By Tim Sandle     Aug 2, 2014 in Environment
Stamford - New research indicates that hummingbirds can accomplish sustained flight that is at least as efficient as that of the most high-tech micro-drone helicopter.
The study indicates that hummingbirds are better hoverers than even the most advanced micro-helicopters, and this has given engineers pause for thought: how can human made machines be improved to reach the same levels of efficiency as the diminutive birds?
The study was been published in The Royal Society’s Interface journal, in a paper titled "Hummingbird wing efficacy depends on aspect ratio and compares with helicopter rotors." For the research, scientists tested hummingbird wings from museum specimens in a special apparatus called a wing spinner that helped them measure exactly how much force the birds needed to generate to lift their body weight into the air.

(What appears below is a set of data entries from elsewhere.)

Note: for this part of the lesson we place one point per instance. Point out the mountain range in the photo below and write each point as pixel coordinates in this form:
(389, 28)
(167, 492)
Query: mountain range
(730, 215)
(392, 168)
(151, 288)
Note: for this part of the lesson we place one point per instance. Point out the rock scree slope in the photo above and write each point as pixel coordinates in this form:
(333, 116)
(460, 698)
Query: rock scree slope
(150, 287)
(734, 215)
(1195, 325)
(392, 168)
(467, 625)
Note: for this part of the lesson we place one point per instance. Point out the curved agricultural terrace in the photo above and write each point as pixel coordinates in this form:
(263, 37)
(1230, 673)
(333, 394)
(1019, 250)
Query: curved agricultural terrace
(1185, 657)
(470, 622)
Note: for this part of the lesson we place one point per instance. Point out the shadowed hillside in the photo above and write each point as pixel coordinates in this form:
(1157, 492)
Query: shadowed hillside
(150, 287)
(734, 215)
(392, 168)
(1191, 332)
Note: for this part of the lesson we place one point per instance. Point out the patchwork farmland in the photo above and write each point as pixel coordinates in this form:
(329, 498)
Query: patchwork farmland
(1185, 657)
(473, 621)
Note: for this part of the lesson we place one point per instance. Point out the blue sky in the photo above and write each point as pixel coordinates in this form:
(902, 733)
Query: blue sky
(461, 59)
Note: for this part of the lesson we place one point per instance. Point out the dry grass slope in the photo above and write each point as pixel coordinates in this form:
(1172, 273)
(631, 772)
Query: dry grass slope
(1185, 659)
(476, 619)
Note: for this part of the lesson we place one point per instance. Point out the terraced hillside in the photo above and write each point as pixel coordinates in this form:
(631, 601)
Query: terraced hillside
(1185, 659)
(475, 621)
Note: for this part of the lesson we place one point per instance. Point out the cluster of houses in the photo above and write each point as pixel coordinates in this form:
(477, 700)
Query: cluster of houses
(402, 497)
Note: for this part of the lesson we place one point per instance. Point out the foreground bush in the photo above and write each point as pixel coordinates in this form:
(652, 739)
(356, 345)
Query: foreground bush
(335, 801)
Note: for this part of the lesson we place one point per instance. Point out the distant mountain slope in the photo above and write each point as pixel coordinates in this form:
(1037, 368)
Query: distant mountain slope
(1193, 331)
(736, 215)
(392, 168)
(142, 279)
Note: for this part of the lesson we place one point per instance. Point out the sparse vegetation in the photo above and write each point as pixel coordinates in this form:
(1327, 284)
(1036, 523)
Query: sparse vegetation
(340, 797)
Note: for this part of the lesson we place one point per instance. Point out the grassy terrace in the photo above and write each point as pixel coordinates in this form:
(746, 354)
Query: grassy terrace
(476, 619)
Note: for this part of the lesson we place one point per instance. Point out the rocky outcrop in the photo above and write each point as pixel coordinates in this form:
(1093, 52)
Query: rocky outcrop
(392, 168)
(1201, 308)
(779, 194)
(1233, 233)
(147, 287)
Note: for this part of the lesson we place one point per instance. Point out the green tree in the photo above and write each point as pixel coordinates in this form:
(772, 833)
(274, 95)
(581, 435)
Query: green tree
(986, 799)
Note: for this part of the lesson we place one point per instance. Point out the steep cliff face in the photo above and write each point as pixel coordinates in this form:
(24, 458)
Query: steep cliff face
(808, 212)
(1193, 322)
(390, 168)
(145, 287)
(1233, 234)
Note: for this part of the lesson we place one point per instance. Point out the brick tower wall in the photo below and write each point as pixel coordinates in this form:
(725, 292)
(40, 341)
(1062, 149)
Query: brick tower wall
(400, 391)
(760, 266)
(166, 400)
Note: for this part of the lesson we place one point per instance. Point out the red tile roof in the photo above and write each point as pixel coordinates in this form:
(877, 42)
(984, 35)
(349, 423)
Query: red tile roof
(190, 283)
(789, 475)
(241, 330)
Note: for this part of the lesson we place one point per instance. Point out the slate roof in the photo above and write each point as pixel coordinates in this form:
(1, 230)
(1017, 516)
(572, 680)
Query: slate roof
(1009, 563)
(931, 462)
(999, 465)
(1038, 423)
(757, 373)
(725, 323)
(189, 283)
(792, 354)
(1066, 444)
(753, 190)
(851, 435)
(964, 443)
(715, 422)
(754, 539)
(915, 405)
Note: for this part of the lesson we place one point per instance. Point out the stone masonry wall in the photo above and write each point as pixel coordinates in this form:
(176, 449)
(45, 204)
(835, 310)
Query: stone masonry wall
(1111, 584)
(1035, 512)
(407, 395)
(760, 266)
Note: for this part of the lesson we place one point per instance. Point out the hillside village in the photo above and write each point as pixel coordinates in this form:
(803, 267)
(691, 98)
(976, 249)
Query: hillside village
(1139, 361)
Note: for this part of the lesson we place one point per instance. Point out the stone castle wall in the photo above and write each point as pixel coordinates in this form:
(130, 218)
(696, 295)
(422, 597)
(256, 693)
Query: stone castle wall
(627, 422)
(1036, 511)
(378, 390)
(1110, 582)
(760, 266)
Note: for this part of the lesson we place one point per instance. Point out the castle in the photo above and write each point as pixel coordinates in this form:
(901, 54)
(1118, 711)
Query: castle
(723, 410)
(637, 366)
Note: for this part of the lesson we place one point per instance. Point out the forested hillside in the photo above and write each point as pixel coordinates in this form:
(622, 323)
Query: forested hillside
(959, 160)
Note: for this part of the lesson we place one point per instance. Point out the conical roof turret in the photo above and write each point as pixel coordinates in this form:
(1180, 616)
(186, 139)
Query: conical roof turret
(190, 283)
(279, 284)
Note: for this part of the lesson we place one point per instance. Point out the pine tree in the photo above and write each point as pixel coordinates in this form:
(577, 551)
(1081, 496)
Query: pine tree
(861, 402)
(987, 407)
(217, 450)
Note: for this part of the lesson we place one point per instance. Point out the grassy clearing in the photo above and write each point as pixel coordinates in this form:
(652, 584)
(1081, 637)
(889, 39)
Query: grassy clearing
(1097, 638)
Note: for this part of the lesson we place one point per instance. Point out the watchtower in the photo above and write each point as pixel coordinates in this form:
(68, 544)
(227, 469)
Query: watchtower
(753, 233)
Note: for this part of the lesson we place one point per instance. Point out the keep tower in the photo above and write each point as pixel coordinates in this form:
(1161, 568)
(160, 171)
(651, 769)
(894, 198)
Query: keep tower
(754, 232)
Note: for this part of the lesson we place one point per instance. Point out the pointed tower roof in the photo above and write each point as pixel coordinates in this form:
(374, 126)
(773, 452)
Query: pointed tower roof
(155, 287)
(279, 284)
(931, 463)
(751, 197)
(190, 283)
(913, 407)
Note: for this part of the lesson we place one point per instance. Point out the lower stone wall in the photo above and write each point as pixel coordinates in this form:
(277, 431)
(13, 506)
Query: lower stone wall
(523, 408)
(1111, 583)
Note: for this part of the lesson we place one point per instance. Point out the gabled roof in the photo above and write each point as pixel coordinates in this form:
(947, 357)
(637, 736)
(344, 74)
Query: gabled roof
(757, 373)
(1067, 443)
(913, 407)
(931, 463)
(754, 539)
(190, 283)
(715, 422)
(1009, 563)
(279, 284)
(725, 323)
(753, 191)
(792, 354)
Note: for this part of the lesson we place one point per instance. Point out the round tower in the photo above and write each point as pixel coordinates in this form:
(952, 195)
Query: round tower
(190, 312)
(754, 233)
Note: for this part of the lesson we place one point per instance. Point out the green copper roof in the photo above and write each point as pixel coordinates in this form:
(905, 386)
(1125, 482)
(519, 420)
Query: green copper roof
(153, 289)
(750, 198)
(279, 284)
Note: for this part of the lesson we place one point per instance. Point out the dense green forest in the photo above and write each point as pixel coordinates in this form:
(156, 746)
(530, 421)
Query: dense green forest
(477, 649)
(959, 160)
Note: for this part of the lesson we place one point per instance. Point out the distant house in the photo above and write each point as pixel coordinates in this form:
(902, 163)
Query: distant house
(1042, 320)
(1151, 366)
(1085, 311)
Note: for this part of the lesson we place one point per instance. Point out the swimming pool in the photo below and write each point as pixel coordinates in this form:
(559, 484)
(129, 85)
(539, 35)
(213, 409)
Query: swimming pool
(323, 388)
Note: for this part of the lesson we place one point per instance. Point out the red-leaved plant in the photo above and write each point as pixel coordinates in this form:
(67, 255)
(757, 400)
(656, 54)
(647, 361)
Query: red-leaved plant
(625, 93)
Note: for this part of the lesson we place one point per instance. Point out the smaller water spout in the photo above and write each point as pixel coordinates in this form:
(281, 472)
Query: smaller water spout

The report concludes that Anna’s hummingbird, the species that achieves the most efficient hovering, is more than 20 percent more efficient than the Black Hornet, a 16 gram micro-drone helicopter used by the British Army for surveillance in Afghanistan.
While the one hummingbird was way ahead of the helicopters, a further 12 hummingbird species tested by Stanford University’s David Lentink and colleagues was on par with the helicopter. Commenting on this, Lentink told BBC News: "This shows that if we design the wings well, we can build drones that hover as efficiently, if not more efficiently, as hummingbirds."